The cold set the stage for a blizzard that slammed the Upper Midwest over the weekend. This storm was so severe that it set all-time records, not just milestones for the heaviest spring snowstorm.
A staggering 24.2 inches of snow fell in Green Bay, Wisconsin, making it the heaviest April snowstorm on record, and the 2nd-heaviest snowstorm on record at any time of year. Similarly, Wausau, Wisconsin, picked up 20.7 inches of snow, setting an April snowstorm record and making it the 2nd-heaviest snowstorm of all-time at that location.
The snowfall jackpot was Amherst, Wisconsin, where 33 inches fell, according to the National Weather Service.
Minneapolis, which is no stranger to snow and cold weather, picked up 14.9 inches of snow, making it their heaviest April snowstorm on record. Thundersnow was reported in and around the Twin Cities as the storm intensified, leading to snowfall rates of 2 inches per hour at times.
Another, weaker, snowstorm is slated to move across the Midwest during the next 2 days, bringing several inches of snow to parts of Iowa, Minnesota, and Wisconsin. The thick spring snowpack is raising fears of flooding if temperatures suddenly warm up and heavy rain were to fall in the coming weeks.
Then there are the fires. In association with strong storm systems, massive walls of wind-driven flames have swept across the Plains, particularly in Oklahoma, where at least 300,000 acres went up in flames during the past week. Another “Extremely Critical” fire weather day looms in the Southwest on Tuesday, including parts of Colorado, Texas, Oklahoma, and New Mexico, with temperatures soaring into the 90s, winds gusting above 40 miles per hour, and relative humidity plunging to an arid 2 to 5 percent.
Average temperature during the first half of April (top) and departures from average (bottom) during the same period.
Image: NOAA CPC.
The National Weather Service forecast office in Amarillo Texas warned Tuesday morning that “A regional outbreak of dangerous wind-driven wildfires is possible.”
Third, there’s the severe weather and flooding. The same storm system that brought blizzard conditions to the Upper Midwest spawned at least a dozen tornadoes across the Southeast on Sunday and Monday, including an EF-2 tornado that struck Greensboro, North Carolina on Sunday night.

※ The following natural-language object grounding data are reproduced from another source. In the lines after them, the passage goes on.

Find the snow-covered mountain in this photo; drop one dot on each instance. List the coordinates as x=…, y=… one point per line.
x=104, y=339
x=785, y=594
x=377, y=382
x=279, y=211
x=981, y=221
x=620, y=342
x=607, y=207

At one point on Monday, a nasty squall line stretched from Florida to the Mid-Atlantic, and rainfall was so intense in New York City that water came pouring into the aging subway system. Air travel was disrupted along the busy East Coast on Monday, particularly at the three major New York City area airports. In Boston, a heavy rain and cold onshore wind challenged runners of the Boston Marathon.
And let’s not forget the extreme weather whiplash that aggravated millions in the Northeast and Mid-Atlantic over the weekend, when temperatures in the 70s and 80s Fahrenheit suddenly plunged to the 30s and 40s within a matter of several hours between Saturday and Sunday, thanks to a “backdoor” cold front that moved from the northeast to the southwest.
Such fronts are most common in the spring, when the temperature difference between the ocean and the land is at its peak.
There are some signs of a warmup ahead late in the month and into May, though computer models have shown such glimmers of hope before, only to yank it away at the last minute, in favor of a colder, snowier solution.